A speech has become commonplace.

When the director of the museum told me that, the day before my arrival, there were demonstrations in Amsterdam with people holding up the portrait of Anne Frank and claiming: "We are all Anne Frank", he seemed necessary to repeat that no,

You also reveal that the Jewishness of Anne Frank was erased for a time?


His story was deemed too Jewish and too sad by the producers of the Broadway play adapting

The Journal!

We are in the 1950s and nobody wants to hear this story.

We are therefore going to make it that of adolescence and the fight against “adversity”, as the back cover of the time asserts.

A

New York Times reviewer

even writes that it's good, because we leave the show "without hatred vis-à-vis Nazism"!

We are in denial, and we therefore remove from the text the mention of Hanukkah or those that Anne makes to her religion.
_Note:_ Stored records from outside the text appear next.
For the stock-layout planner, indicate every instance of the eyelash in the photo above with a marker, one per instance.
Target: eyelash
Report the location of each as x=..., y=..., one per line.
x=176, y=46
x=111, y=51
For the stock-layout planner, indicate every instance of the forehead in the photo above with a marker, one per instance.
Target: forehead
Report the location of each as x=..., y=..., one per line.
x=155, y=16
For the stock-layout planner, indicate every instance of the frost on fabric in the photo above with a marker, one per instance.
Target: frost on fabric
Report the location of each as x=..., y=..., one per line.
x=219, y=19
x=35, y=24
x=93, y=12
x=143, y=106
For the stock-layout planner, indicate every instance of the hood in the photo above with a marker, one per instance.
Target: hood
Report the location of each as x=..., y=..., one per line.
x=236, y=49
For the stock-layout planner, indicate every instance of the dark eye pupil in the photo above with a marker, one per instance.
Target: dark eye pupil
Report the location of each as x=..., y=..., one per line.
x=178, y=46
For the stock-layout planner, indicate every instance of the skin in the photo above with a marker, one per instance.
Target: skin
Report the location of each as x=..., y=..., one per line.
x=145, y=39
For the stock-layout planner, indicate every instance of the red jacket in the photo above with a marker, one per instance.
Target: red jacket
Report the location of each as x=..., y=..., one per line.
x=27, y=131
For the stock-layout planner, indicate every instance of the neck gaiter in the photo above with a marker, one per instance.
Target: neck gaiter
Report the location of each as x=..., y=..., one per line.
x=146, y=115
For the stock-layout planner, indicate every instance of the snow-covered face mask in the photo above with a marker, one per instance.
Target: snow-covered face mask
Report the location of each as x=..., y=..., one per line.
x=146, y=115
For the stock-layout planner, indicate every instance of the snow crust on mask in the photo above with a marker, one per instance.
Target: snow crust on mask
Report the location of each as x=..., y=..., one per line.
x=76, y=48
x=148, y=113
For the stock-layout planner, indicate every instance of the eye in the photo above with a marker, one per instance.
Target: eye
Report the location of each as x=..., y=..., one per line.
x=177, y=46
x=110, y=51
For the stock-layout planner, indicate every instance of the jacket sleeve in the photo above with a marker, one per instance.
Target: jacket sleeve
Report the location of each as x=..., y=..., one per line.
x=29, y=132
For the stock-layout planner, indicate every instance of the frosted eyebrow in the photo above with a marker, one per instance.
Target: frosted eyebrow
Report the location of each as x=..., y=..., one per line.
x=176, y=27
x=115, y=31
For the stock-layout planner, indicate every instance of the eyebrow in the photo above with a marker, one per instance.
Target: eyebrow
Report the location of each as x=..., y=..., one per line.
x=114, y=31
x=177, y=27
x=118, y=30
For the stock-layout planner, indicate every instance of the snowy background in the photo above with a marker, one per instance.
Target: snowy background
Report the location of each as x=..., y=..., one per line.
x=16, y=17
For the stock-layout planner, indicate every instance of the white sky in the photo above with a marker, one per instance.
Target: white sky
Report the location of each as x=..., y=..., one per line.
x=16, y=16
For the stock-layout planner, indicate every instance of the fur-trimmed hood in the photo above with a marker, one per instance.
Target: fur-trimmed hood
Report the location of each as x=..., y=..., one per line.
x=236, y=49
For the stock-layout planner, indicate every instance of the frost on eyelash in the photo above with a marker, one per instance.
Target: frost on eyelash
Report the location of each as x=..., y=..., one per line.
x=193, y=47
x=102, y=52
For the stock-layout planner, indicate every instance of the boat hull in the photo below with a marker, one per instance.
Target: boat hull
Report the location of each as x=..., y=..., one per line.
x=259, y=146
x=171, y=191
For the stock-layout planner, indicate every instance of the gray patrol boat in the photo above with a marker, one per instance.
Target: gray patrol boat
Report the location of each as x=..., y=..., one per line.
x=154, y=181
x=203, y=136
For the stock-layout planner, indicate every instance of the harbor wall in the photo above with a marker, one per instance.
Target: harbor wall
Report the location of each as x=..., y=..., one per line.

Similarly, a preface by Eleanor Roosevelt affirms, no doubt with the best intentions in the world, that Anne Frank "worked for peace", when she did not work for peace at all: she was hiding so as not to die… The Paris International Festival, for its part, refused to invite the play so as not to compromise good relations with Germany.

Even truncated, his speech remains embarrassing.

This teenager is irreverent: she says what she sees.

But we don't read what she says.

From this text that has become iconic,

we remember phases like "I still believe in the innate goodness of men", ignoring the fact that Anne Frank evokes the horror of the war just before.

Basically, we all want her to tell us: “It’s good.

I suffered for you.

You have nothing more to reproach yourself for."

But in the words of psychoanalyst Bruno Bettelheim: "If all men are good, there is no more Auschwitz."